1. De procedure in eerste aanleg
Hiervoor verwijst het hof naar het beroepen vonnis.
2. De procedure in hoger beroep
Bij memorie van grieven heeft [appellante] onder overlegging van producties vier grieven tegen het beroepen vonnis aangevoerd en geconcludeerd tot vernietiging van het beorepen vonnis en tot afwijzing alsnog van de vordering van de Ontvanger.
Bij memorie van antwoord heeft de Ontvanger onder overlegging van producties de grieven bestreden en geconcludeerd tot bekrachtiging van het beroepen vonnis.
Vervolgens hebben partijen hun zaak doen bepleiten, waarna de gedingstukken waaronder de pleitnota's voor arrest zijn overgelegd.
3. De gronden van het hoger beroep
Voor de exacte inhoud van de grieven verwijst het hof naar de memorie van grieven.
4. De beoordeling
4.1 [appellante] wenst het geschil in volle omvang aan het oordeel van het hof te onderwerpen.
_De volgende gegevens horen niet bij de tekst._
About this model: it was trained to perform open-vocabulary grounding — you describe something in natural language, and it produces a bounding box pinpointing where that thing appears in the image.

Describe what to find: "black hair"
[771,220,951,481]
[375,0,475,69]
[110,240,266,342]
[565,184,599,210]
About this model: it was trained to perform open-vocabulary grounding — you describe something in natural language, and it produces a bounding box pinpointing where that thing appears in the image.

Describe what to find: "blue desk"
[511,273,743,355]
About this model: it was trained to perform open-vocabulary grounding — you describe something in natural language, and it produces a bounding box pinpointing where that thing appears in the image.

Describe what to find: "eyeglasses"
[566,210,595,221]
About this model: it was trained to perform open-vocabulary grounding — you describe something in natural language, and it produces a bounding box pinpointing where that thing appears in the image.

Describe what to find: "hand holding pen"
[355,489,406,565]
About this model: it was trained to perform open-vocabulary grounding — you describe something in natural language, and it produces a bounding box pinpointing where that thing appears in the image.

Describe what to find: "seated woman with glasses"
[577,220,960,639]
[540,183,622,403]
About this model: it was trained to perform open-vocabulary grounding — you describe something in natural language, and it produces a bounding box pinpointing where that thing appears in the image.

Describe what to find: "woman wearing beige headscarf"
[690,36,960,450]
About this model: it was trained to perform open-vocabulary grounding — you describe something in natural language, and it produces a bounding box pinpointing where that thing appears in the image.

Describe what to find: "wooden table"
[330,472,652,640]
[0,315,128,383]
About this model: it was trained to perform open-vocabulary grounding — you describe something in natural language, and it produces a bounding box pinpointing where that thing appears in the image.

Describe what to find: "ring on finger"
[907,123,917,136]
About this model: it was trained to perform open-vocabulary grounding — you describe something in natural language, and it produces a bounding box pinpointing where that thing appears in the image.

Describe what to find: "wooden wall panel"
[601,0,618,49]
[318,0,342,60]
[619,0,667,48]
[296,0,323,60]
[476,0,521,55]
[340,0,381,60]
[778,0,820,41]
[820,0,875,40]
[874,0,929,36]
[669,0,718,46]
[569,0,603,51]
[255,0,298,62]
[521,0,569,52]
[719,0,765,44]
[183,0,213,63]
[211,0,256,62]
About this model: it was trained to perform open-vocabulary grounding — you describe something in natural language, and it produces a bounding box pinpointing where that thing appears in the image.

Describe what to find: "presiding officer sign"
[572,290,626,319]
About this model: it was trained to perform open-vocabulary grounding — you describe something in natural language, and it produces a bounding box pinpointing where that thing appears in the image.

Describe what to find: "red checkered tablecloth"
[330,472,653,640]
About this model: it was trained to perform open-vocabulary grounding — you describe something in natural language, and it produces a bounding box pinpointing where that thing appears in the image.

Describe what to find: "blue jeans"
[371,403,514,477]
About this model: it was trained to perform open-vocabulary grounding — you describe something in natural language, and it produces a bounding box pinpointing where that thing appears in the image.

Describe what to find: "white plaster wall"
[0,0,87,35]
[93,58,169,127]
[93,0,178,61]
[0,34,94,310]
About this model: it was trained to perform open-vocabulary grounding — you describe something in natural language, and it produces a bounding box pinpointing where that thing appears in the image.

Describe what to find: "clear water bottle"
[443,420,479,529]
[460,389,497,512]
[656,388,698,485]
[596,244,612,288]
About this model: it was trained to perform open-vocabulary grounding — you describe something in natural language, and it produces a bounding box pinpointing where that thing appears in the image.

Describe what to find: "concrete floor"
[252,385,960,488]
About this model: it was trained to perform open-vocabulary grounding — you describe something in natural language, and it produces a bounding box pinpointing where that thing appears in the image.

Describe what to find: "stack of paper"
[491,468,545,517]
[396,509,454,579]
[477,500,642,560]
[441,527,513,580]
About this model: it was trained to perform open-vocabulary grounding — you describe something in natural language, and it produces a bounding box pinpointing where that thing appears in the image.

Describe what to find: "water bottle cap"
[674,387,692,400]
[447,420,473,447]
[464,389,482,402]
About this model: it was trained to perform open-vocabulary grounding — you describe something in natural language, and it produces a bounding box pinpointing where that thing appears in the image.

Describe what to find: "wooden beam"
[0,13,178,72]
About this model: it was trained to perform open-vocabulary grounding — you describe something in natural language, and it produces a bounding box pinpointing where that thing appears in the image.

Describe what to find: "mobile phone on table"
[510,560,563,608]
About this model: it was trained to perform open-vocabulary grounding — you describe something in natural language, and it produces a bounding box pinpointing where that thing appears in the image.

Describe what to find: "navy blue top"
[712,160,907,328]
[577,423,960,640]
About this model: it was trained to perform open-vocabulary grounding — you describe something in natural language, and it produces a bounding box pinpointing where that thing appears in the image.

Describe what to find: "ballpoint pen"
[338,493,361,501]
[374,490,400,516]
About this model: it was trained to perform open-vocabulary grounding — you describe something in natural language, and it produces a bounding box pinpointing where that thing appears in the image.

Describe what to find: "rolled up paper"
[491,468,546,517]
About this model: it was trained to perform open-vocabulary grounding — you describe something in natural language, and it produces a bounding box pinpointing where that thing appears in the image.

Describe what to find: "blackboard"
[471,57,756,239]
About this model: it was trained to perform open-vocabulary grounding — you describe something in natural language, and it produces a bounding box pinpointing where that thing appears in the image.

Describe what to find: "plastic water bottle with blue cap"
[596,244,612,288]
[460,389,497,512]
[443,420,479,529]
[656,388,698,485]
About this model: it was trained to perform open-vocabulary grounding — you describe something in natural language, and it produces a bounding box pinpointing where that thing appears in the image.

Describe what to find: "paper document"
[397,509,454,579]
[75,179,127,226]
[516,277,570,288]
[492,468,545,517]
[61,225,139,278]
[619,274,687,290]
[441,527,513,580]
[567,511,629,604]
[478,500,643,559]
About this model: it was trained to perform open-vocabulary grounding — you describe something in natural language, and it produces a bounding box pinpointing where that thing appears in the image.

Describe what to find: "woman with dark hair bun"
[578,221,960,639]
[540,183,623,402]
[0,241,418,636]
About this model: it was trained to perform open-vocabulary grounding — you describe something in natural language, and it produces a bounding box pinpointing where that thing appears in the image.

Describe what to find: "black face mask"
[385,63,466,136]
Het hof zal derhalve de grieven niet afzonderlijk beoordelen.
4.2 Tussen partijen staat het volgende vast.
- De Ontvanger heeft op 7 juli 1995 aan de rechtspersoon naar Belgisch recht [de failliet] BVBA (v/h [de failliet (oud)] BVBA) - hierna: [de failliet] - een naheffingsaanslag loonbelasting en premieheffing volksverzekeringen opgelegd over het tijdvak 1 januari 1990 tot en met 31 december 1992 ten bedrage van f 2.977.254,--. [De failliet] heeft deze aanslag niet betaald.
- Op 1 september 1992 is [de failliet] in staat van faillissement verklaard; op 12 januari 1993 is dit faillissement door de Rechtbank van Koophandel te Turnhout (België) wegens gebrek aan actief afgesloten.
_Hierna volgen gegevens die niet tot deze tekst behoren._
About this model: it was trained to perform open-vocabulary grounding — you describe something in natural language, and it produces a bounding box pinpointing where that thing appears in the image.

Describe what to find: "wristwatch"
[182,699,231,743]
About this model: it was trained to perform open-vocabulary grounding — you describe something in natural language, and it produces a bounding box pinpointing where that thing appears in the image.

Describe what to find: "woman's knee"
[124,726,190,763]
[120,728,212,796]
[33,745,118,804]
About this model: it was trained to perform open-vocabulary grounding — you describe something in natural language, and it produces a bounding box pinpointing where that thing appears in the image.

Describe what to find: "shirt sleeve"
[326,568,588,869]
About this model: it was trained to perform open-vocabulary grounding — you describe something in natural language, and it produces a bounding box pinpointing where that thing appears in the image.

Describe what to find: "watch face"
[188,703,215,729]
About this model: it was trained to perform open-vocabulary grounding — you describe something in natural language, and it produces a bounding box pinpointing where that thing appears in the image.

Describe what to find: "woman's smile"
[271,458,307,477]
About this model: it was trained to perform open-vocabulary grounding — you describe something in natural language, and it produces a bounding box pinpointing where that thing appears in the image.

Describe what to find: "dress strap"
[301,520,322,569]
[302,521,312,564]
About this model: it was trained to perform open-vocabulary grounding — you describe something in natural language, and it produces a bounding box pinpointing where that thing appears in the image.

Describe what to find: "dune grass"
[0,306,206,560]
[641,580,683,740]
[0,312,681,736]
- Bij kennisgeving van 13 november 1998 heeft de Ontvanger aan [appellante] meegedeeld dat hij [appellante] op grond van artikel 34 subsidiair 35 Invorderingswet 1990 (Iw: telkens de destijds geldende tekst) en artikel 16 van de
Wet financiering volksverzekeringen tot een bedrag van
f 286.211,-- (later verminderd tot f 286.180,--) aansprakelijk heeft gesteld voor de door [de failliet]] verschuldigde loonbelasting/premie volksverzekeringen.
- Bij brief van 23 december 1998 heeft [appellante] haar aansprakelijkstelling betwist.
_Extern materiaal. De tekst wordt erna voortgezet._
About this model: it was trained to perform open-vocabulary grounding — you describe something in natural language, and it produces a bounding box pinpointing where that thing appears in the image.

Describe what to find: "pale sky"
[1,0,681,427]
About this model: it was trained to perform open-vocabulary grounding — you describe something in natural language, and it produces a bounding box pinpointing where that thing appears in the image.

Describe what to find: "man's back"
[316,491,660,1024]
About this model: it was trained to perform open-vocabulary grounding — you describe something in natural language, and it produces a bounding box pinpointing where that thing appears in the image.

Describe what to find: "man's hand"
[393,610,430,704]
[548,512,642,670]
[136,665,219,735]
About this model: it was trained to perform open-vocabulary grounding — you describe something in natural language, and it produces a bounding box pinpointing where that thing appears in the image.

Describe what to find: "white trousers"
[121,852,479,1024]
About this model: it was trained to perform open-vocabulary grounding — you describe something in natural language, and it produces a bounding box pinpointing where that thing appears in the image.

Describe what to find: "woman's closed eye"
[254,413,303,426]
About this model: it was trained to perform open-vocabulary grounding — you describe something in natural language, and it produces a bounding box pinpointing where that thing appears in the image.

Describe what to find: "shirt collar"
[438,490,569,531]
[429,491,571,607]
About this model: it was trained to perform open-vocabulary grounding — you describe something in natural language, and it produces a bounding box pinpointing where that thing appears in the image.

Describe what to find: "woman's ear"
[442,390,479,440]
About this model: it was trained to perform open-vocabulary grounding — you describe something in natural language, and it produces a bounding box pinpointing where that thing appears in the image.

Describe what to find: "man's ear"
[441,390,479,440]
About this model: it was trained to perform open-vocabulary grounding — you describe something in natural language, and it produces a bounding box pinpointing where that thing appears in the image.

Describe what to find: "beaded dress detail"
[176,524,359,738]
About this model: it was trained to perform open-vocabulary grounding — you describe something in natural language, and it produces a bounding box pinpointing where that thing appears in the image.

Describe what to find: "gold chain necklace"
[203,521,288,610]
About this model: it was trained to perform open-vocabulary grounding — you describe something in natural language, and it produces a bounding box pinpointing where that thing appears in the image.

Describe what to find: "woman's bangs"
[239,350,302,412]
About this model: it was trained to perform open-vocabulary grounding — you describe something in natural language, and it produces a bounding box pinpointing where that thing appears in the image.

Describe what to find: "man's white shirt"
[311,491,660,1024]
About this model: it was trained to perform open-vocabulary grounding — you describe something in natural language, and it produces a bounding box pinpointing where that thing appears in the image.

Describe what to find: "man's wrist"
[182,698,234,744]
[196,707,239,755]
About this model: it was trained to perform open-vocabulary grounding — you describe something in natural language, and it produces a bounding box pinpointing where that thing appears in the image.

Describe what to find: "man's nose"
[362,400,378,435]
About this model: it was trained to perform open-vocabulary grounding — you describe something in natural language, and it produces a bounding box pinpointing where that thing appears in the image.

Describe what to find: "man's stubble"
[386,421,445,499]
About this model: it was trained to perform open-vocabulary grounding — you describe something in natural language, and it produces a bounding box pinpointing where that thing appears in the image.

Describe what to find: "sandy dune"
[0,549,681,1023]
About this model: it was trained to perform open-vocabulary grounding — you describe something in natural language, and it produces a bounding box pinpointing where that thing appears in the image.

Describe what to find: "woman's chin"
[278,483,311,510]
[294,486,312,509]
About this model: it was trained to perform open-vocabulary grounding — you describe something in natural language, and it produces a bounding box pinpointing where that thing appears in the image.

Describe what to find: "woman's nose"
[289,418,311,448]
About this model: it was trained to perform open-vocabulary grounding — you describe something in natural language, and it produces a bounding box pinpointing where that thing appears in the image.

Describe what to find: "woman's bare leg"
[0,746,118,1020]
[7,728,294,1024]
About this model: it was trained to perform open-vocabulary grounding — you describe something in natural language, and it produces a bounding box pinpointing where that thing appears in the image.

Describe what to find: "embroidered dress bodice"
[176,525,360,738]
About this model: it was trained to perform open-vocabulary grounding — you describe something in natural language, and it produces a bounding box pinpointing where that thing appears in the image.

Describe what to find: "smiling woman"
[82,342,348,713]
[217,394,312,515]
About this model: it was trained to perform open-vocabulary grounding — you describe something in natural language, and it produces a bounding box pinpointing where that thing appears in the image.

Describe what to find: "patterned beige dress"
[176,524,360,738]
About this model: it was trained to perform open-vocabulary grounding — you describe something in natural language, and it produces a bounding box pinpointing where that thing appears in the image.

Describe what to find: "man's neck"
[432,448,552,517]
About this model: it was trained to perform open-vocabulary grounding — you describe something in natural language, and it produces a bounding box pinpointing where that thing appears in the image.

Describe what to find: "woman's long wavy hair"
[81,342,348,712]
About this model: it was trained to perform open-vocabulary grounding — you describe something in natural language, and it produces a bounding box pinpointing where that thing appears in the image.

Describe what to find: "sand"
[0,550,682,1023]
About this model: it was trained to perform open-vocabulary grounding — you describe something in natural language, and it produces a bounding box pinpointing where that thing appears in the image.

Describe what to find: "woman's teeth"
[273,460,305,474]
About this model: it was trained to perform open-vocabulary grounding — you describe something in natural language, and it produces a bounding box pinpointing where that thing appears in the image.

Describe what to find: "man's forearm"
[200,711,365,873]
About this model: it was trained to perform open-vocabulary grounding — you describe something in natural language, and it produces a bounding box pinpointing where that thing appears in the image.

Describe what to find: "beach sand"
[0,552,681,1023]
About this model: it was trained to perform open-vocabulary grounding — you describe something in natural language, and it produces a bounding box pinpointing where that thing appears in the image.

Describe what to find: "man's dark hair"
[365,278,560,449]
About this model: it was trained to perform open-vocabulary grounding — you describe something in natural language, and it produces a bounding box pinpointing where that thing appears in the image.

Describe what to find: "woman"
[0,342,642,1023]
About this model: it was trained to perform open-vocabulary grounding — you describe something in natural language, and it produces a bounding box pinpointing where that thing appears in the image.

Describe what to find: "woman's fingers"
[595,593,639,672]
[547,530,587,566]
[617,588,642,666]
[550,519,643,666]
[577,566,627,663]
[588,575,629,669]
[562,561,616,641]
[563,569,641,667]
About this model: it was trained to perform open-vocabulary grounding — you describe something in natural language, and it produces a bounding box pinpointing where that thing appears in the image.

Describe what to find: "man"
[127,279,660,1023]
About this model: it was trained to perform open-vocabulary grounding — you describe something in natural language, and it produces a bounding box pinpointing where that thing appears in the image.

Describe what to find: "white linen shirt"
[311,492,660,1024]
- [appellante] heeft op grond van artikel 50 Iw tijdig bezwaar gemaakt bij de Inspecteur tegen de hoogte van de aanslag van [de failliet].
4.3 In deze procedure vordert de Ontvanger kort gezegd een verklaring voor recht
a) dat [appellante] hoofdelijk aansprakelijk is voor de loonbelasting en de premieheffing volksverzekeringen die [de failliet] aan de Ontvanger verschuldigd is in verband met het verrichten van werkzaamheden voor haar, [appellante], primair op grond van inlening van personeel en subsidiair op grond van aanneming van werk, en
b) dat [appellante] jegens de Ontvanger aansprakelijk is voor het hiervoor genoemde bedrag van f 286.180,-- of ingeval de procedure ex artikel 50 Iw een ander bedrag wordt vastgesteld, dat andere bedrag, en
c) dat [appellante] met ingang van 13 januari 1999 de invorderingsrente verschuldigd geworden is over het hiervoor bedoelde bedrag.
4.4 De rechtbank heeft de vordering van de Ontvanger - uitgaande van inlening van personeel - toegewezen.
4.5.1 De Ontvanger heeft in het kader van zijn vordering gesteld dat door [appellante] in de hiervoor genoemde periode van 1 januari 1991 tot en met 31 december 1992 werknemers van [de failliet] zijn ingeleend om voor haar, [appellante], werkzaamheden te verrichten zoals bedoeld in artikel 34 lid
1 Iw. De Ontvanger heeft hiertoe met name gesteld dat de werknemers van [de failliet] met instandhouding van hun dienstbetrekking tot [de failliet] werkten onder toezicht
van de opzichter van [appellante], hun opdrachten kregen van [appellante], hun materialen en gereedschappen kregen van [appellante] en dat de verrichte werkzaamheden door middel van urenstaten werden verantwoord en in rekening gebracht. Deze stellingen heeft de Ontvanger voorts uitvoerig onderbouwd met producties (zie met name de producties
bij de conclusie van repliek).
4.5.2 [appellante] heeft niet betwist dat in genoemde periode werknemers van [de failliet] voor haar hebben gewerkt, maar stelt zich op het standpunt dat het hier om onderaanneming van werk gaat.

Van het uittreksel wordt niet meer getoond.